Гуси по деревне уже не ходят; коров тоже почти не осталось; наступить босиком в коровью лепешку никому не грозит (я, правда, будучи там последний раз, умудрился‑таки вляпаться, чуть не выронив от неожиданности фотоаппарат).
Американцы и канадцы, звоня по случаю, неизменно вспоминают орлов с восторженным придыханием: для них эта птица символизирует соприкосновение с неведомым дотоле миром.
Жиртрест (он, кстати, тощий и длинный, я, кажется, не упоминал об этом) большой человек в важном министерстве; готовит государственные доклады по загрязнению окружающей среды.
Чача вернулся из Индии, но последние годы мы с ним никак не общаемся. Я так и не понял до конца, почему (дружба ведь еще сложнее, чем любовь), но уже давно ни к кому не пристаю с важными вопросами о личном.

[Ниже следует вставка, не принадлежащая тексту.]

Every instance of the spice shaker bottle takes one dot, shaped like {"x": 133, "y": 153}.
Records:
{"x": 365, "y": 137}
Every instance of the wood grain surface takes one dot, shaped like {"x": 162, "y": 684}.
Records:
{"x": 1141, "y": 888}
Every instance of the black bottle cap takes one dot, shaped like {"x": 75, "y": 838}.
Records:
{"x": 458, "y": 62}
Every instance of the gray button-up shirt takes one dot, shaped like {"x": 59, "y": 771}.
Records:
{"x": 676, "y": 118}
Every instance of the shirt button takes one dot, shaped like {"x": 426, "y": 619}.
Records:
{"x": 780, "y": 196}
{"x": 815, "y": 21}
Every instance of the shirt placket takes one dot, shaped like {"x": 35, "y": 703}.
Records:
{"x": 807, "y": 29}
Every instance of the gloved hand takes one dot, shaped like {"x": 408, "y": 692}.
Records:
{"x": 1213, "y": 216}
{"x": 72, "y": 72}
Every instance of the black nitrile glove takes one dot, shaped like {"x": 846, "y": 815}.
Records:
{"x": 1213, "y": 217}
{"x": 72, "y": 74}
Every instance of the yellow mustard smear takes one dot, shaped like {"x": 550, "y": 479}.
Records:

Андрюня по–прежнему военный; на его погонах появляется все больше звезд, и они все крупнее. Эммочка рано родила и уже вырастила двух дочерей. Ленка уехала с мужем в Америку; вроде не насовсем. Я все жду, что она как‑нибудь приедет, позвонит и соберет нас всех как в те времена, когда мы вместе гнули лучки для моих будущих жаворонков. Впрочем, сейчас нам по сорок с чем‑то, встретиться как в былые двадцать мы уже не сможем, а чтобы встретиться вновь, мы еще недостаточно повзрослели, еще не готовы…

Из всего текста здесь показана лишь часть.